Neat. I've been using a more complicated system:

# Create an index.html, trying to preserve names with whitespace

du -a | awk ?{ print $2,$3,$4,$5}? | \ until [[ -z $L ]];

do

read L;

echo ??$L??;

done > ./index.html;

#Instantiate an SSL web server on port 8080

openssl req -x509 -nodes -days 365 -newkey rsa:1024 -keyout \

server.pem -out server.pem -subj ?/C=XX/O=XX/OU=XX/CN=XX?;

openssl s_server -accept 8080 -WWW

Comment by lbonanomi 193 weeks ago

Wow, quoting went horribly wrong there.

# Create an index.html, trying to preserve names with whitespace

du -a | awk '{ print $2,$3,$4,$5}' | until [[ -z $L ]];

do

read L;

echo ''$L'';

done > ./index.html;

#Instantiate an SSL web server on port 8080

openssl req -x509 -nodes -days 365 -newkey rsa:1024 -keyout \

server.pem -out server.pem -subj ?/C=XX/O=XX/OU=XX/CN=XX?;

openssl s_server -accept 8080 -WWW

Comment by lbonanomi 193 weeks ago

nice ! tfs

Comment by sazwqa 172 weeks and 1 day ago

all of the hacking around detracts from the beautiful simplicity of this command.

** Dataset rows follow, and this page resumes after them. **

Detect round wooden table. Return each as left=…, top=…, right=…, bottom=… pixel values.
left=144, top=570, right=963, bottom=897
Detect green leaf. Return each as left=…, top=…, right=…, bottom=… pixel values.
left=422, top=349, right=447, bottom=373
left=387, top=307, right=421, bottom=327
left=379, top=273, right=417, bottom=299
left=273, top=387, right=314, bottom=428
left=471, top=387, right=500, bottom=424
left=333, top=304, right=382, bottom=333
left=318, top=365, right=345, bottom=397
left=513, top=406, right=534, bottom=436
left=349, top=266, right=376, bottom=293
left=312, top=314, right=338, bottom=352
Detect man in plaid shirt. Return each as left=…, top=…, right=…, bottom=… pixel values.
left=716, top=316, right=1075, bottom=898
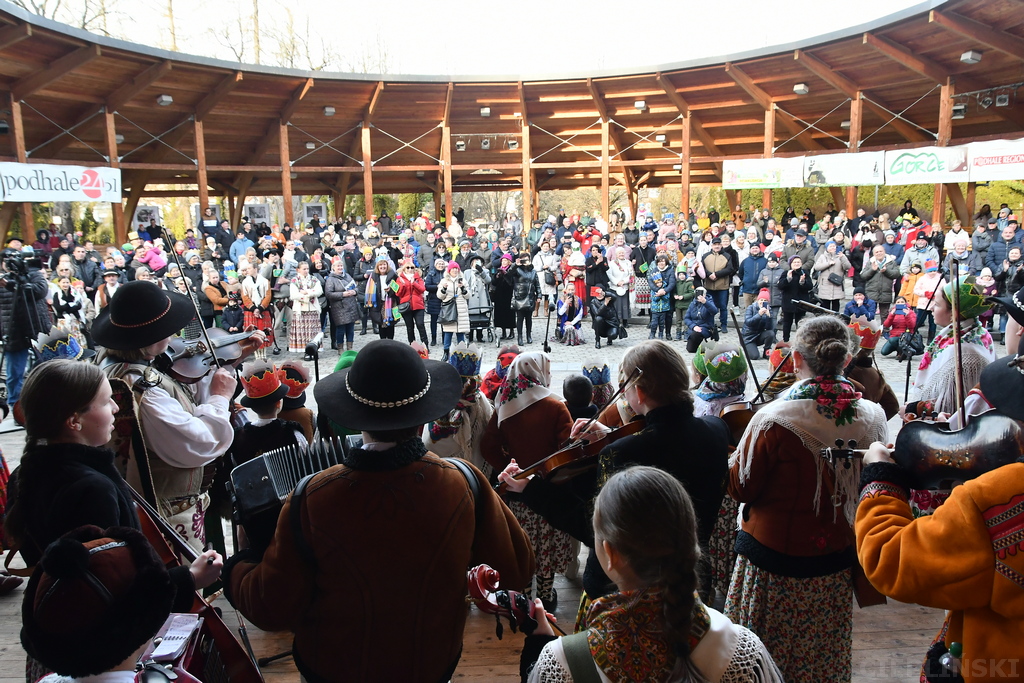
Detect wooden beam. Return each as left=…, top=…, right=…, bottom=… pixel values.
left=196, top=71, right=244, bottom=121
left=928, top=9, right=1024, bottom=59
left=359, top=121, right=374, bottom=222
left=725, top=61, right=772, bottom=111
left=4, top=94, right=36, bottom=244
left=280, top=123, right=296, bottom=228
left=10, top=45, right=102, bottom=101
left=0, top=24, right=32, bottom=50
left=106, top=59, right=173, bottom=112
left=103, top=112, right=124, bottom=245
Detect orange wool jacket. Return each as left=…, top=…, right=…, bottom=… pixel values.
left=856, top=463, right=1024, bottom=683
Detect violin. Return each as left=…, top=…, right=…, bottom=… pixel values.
left=128, top=486, right=263, bottom=683
left=892, top=411, right=1024, bottom=490
left=466, top=564, right=565, bottom=640
left=153, top=328, right=256, bottom=384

I'm totally in love with this. I'd up-vote it a 100 times if I could. Nice work.

Comment by 4fthawaiian 169 weeks and 2 days ago

nice

Comment by warlock 169 weeks and 1 day ago

awesome

Comment by tunguyen 165 weeks and 3 days ago

This is a great trick!

Does anyone know similar trick that invoke simple FTP server?

Comment by yorams70 165 weeks and 2 days ago

If you don't know how to kill the server (^c doesn't work) try the following

kill `ps | grep SimpleHTTP | grep -v grep | awk '{print $1}'`
Comment by jafraldo 160 weeks and 3 days ago

In order to kill the server you can try:

killall python
Comment by samy 133 weeks and 2 days ago

killall python is too brutal. It may kill some useful python process accidently .

Comment by al_crow 103 weeks and 4 days ago

Just run to view

firefox http://$HOSTNAME:8000/
Comment by totti 94 weeks and 2 days ago

This is awesome. Does anyone know how to do this with Python 2.3 or earlier?

Comment by adamlehenbauer 90 weeks and 3 days ago

http://ubuntuguide.net/http-server-support-uploading-files-from-windows-in-ubuntu

I found a python script that support uploading files. It's useful.